I blink at him like the answer is so obvious. “Because I’ll kill her. There are no magnetrons with you, and a bullet moves pretty quickly at this range.” Then I glance at his wrist and Lyrisa’s fingers still tight on his skin. “Pretty sure she might take your hand with her too.”
He bares his teeth, an animal denied an easy kill. With a will, he steps up and over the rail, wet boots slamming against my deck. Lyrisa is forced to step back, me moving with her, her back square against my chest. But she never loosens her grip.

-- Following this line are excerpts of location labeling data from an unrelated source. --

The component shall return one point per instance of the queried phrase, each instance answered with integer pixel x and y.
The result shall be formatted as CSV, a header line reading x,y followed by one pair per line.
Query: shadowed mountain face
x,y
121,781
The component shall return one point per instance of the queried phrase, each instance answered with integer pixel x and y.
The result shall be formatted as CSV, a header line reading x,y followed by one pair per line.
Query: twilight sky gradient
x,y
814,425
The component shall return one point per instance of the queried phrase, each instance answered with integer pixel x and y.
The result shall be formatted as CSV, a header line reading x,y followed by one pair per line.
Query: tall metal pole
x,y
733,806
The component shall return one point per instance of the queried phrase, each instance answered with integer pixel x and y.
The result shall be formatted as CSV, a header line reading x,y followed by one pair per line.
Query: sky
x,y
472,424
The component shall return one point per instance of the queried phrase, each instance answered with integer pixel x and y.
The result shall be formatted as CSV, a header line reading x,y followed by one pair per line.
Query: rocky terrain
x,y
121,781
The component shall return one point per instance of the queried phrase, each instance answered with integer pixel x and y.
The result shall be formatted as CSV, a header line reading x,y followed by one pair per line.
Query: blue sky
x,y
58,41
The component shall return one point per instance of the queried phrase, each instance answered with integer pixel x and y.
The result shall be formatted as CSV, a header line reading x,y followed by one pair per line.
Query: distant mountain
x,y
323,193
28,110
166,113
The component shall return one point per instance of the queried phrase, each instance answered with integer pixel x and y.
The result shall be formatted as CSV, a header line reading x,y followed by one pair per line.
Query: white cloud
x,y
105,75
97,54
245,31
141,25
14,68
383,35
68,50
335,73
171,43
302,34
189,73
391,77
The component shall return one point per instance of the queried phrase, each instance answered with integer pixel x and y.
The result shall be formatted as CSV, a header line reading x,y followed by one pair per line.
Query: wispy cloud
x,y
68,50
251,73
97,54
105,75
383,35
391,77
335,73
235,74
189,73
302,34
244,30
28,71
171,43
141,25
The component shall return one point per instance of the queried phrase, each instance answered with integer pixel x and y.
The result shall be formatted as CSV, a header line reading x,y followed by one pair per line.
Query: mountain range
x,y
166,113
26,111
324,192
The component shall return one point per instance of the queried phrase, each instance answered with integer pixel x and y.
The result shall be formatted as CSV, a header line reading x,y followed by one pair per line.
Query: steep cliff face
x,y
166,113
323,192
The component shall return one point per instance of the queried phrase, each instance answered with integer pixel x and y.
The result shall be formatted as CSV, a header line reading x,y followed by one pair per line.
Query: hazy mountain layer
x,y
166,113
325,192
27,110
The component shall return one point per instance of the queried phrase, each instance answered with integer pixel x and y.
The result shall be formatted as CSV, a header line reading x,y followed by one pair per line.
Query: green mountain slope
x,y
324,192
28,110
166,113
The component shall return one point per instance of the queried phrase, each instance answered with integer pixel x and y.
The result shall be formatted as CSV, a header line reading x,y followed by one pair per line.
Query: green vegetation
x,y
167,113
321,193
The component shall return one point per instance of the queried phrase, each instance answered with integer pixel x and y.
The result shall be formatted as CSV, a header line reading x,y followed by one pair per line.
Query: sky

“Let me go, Lyri,” he hisses into her face.
Her grip only tightens, and a sheen of sweat coats his brow. She’s hurting him, just enough to remind him of what a precipice he stands upon. Behind him, his nobles move farther into the water, crawling up the sides of the keel to jump onto the deck. They outnumber us almost two to one, odds no Silver needs against Reds. Riette and Gill keep their gun sights on two, but they’re terrified, barrels trembling.
Lyrisa doesn’t break, even with Orrian standing over her and my gun jammed against her skull. She’s caught and caged, and still refusing to yield.
Behind me, the crew moves as we discussed. Toward the cargo hold, the trapdoor below propped ajar by Big Ean’s boot.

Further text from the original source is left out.